I get to the lab in record time and then begin my TT efforts. The legs are moving, pedals are turning, eyes are scanning the environment – but the real work is in my head because the entire time I’m talking to myself:
You are strong rider.
You are tough enough to ride with the big boys.
You can hold this pace.
Can you give it a little more?
Focus on what is right ahead.
Rhythm, rhythm, rhythm.
Dial it in and hold it there.
What a great conversation! But occasionally a bad conversation would enter my head. Who said it? Me. I am only human after all:
My quads hurt.
This road is bumpy.
Why is all of this gravel here.
And that is when I launched my conversational counterattack. Every bad thought I quickly snapped back. I had a response to kick it out of my head.
This hurts – No one said it would be easy
This road is bumpy – Imagine how fast you will go when the road is smooth
Why is all of this gravel here – Focus on staying in control & riding right through it
Positive thoughts, negative thoughts, counterattacks…by the time I set out on my way home my head was like a loaded weapon of nothing but good energy. I had kicked all of the bad stuff out and filled it with nothing but thoughts of being fast and strong. And that’s when I realized how contagious a good thought is! All of a sudden I was having the best ride ever and I’m telling you it isn’t because I have fresh legs! Good thoughts, good self-talk are like contagion in your head.

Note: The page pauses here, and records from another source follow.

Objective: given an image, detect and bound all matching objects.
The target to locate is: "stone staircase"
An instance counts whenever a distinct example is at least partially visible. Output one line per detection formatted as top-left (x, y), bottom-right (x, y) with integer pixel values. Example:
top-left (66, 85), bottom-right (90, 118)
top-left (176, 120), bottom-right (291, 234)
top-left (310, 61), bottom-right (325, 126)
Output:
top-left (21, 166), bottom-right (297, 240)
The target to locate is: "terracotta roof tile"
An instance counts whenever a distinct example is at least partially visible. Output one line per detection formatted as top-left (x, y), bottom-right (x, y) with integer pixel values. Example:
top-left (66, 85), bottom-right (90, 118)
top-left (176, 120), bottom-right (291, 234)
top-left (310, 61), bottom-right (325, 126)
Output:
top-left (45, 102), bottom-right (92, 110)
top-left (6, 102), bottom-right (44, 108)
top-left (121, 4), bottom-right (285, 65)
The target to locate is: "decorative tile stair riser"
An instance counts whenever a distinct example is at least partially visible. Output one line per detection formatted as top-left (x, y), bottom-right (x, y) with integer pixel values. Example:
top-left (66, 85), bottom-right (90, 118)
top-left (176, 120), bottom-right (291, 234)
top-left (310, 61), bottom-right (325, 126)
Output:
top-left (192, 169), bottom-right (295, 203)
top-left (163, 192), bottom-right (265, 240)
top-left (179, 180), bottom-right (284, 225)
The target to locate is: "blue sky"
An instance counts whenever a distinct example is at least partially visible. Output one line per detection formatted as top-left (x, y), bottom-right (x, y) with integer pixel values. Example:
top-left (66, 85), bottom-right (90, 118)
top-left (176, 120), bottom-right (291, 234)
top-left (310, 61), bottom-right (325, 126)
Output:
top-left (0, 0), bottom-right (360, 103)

What is contagion? It’s a term often used by social psychologists:
Social contagion is a copycat effect, imitative behavior based on the power of suggestion or word of mouth influence. It operates on three levels – emotional, behavioral and ideational. Emotional contagion is often filled with infectious moods or feelings. Behavioral contagion could be laughter with a group friends. Ideational contagion is exemplified in urban legends, rumors.
How can we as athletes use the contagion effect? Become contagious to ourselves! Make our good thoughts and positivity something we can’t help but catch. Emotionally start your workout with excitement, giddiness and zest for the possibility of what you can achieve. Behaviorally – talk positive to yourself, encourage your efforts. Ideationally – create a rumor in your head. That you are a force to be reckoned with, that you are a powerful athlete, that you are known for having _____ as your strength. Become your own legend! You don’t have to tell anyone but yourself – and that is the only person that needs to know. It doesn’t matter how big something is that you say in your head. It’s your private conversation with yourself and it can be as big as you’d like. No one censors, judges or listens in on what you say in your head.
Make yourself – your conversations, your energy – something you’d like to catch. There is so much negativity in our world, so many judgments and pressure on ourselves. Don't become yet another negative force. Why? Because negative forces attract negativity. When you think you can't - you're right, you can't. When you think your legs hurt, they do. When you think you can't keep up, you won't. But if you become the positive force that you can't help but catch you will attract all of the possibilities for doing what you can.